Dalgınlığımın perdesi yırtılıveriyor birden; telaşla, benden başka her şeyin yerli yerinde durduğunu anlıyorum, benden başka herkesin kaçırdığım zamanın içini doldurmaya devam ettiğini.
Bu kitapta 34 tane deneme bulunuyor, her biri üç-dört sayfalık kısa denemelerden oluşuyor. Kitap oldukça etkileyici bir anlatıma sahip ve bir mesaj kaygısı taşıyor. Kitap içerisinde, çeşitli kitaplara gönderme yapılmış, bu da kitabın içeriğini zenginleştiriyor. En sevdiğim yanı ise: Yazarın, peş peşe gelen yazılarda benzer kelimeleri kullanmış olması. Genel de deneme kitaplarında konular birbirinden bağımsız olur fakat bu kitapta bütün denemeler birbiriyle ilişkili.

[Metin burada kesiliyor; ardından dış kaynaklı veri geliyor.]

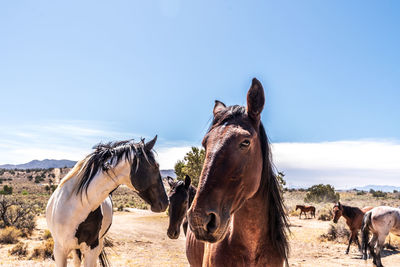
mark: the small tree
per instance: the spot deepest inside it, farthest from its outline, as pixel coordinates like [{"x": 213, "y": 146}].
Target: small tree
[
  {"x": 191, "y": 165},
  {"x": 7, "y": 190},
  {"x": 281, "y": 181},
  {"x": 322, "y": 193}
]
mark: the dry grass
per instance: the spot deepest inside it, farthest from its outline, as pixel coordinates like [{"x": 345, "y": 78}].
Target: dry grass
[
  {"x": 9, "y": 235},
  {"x": 20, "y": 250},
  {"x": 46, "y": 234},
  {"x": 44, "y": 250}
]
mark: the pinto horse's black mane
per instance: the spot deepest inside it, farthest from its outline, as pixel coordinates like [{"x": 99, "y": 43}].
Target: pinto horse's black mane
[
  {"x": 269, "y": 187},
  {"x": 106, "y": 155}
]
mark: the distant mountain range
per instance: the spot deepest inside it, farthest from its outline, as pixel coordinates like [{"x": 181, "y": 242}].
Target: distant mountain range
[
  {"x": 41, "y": 164},
  {"x": 54, "y": 163}
]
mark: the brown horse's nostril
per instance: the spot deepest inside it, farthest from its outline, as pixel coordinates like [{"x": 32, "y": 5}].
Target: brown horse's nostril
[{"x": 212, "y": 223}]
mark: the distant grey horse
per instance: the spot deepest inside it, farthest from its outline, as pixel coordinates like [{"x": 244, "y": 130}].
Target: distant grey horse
[{"x": 380, "y": 221}]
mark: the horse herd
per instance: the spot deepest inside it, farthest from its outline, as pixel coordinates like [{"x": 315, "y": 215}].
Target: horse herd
[
  {"x": 235, "y": 217},
  {"x": 380, "y": 221}
]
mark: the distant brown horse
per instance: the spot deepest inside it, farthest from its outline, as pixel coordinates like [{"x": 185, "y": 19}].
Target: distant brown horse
[
  {"x": 305, "y": 209},
  {"x": 354, "y": 217},
  {"x": 238, "y": 209},
  {"x": 380, "y": 221}
]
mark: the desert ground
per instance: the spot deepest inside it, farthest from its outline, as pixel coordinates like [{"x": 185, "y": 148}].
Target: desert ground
[{"x": 140, "y": 239}]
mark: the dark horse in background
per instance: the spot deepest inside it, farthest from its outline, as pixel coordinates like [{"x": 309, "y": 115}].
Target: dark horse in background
[
  {"x": 238, "y": 210},
  {"x": 354, "y": 217},
  {"x": 180, "y": 198},
  {"x": 305, "y": 209}
]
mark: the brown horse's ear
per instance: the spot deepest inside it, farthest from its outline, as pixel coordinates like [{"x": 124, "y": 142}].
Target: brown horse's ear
[
  {"x": 218, "y": 107},
  {"x": 170, "y": 181},
  {"x": 187, "y": 181},
  {"x": 149, "y": 145},
  {"x": 255, "y": 100}
]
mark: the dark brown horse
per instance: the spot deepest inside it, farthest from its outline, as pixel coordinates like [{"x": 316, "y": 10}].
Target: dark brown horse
[
  {"x": 180, "y": 198},
  {"x": 305, "y": 209},
  {"x": 354, "y": 217},
  {"x": 238, "y": 209}
]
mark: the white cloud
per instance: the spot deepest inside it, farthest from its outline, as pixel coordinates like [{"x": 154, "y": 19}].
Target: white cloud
[
  {"x": 344, "y": 164},
  {"x": 168, "y": 156}
]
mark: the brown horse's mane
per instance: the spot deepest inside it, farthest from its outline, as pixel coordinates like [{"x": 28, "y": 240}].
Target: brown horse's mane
[{"x": 277, "y": 220}]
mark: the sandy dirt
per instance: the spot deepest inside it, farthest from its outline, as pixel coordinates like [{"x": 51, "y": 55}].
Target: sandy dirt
[{"x": 140, "y": 239}]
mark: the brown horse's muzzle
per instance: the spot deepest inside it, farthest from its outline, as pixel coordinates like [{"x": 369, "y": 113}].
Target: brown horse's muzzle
[
  {"x": 173, "y": 232},
  {"x": 208, "y": 226}
]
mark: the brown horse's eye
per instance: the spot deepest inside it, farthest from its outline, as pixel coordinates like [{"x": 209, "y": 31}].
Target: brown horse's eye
[{"x": 245, "y": 143}]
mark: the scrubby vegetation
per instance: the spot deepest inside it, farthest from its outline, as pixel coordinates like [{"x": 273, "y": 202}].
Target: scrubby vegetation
[
  {"x": 9, "y": 235},
  {"x": 322, "y": 193},
  {"x": 18, "y": 214},
  {"x": 44, "y": 250},
  {"x": 337, "y": 232},
  {"x": 191, "y": 165},
  {"x": 20, "y": 250}
]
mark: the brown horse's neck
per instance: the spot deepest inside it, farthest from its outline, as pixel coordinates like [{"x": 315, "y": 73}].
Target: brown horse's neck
[{"x": 249, "y": 227}]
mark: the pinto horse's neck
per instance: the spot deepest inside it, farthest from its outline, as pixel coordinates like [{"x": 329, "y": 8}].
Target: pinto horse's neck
[{"x": 102, "y": 185}]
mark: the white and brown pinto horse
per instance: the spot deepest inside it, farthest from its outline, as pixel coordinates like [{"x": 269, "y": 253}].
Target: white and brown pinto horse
[
  {"x": 237, "y": 214},
  {"x": 380, "y": 221},
  {"x": 79, "y": 212}
]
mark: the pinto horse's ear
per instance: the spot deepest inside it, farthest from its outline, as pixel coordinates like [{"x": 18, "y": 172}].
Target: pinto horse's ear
[
  {"x": 149, "y": 145},
  {"x": 187, "y": 181},
  {"x": 170, "y": 181},
  {"x": 255, "y": 100},
  {"x": 218, "y": 107}
]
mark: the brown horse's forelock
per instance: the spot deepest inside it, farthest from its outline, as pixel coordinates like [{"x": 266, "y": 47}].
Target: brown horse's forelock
[{"x": 278, "y": 225}]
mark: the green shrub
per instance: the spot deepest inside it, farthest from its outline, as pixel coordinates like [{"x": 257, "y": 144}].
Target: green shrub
[
  {"x": 46, "y": 234},
  {"x": 20, "y": 250},
  {"x": 7, "y": 190},
  {"x": 337, "y": 232},
  {"x": 43, "y": 251}
]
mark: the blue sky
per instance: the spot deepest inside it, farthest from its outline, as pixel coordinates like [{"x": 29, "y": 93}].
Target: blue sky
[{"x": 76, "y": 73}]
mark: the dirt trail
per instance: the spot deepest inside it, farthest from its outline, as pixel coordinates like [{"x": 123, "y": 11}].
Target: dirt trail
[{"x": 140, "y": 239}]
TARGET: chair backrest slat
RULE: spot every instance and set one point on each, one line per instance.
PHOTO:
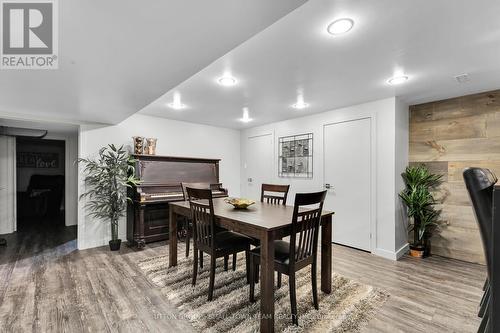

Bence, bu kitaba akıcılık katmış. Kısa bir kitap lakin oldukça düşündürücü, her denemede kendinizden bir şeyler bulabilirsiniz. Bu yüzden durarak, düşünerek, notlar alarak yani kitabı sindirerek okumak daha güzel olur.
Denemelerin konusu genelde günlük hayatla ilişkili şeylerdir. Hayata, insana, zamana, geçmişe, geleceğe, ölüme, günlük hayatın keşmekeşine değiniyor. Ben işlenen her konuda kendimden izler buldum. Bu kitap sayesinde kendi iç dünyanıza yolculuk yapacaksınız.
Otobüs, daha şehrin dışına çıkar çıkmaz hiç vakit kaybetmeden kendi içime çekileceğim. Herkes gibi, benim içimde de hiçbir yere kaydedilmemiş bir günlük var. Yolun her kilometresinde o günlük, garip bir okunma hevesiyle açılıp duracak hafızamızda.
Eşyaya tapındıkça, canı çekilen ruhumuzun ıstırabını duymamak için, müsekkin niyetine şenlendirdiğimiz karanlık bir ormana benziyor bizim büyük kentimiz. Sükunetini koruyabildiğimiz tek yer mezarlıklar. Artık dinlenmek için oraya gidebiliriz!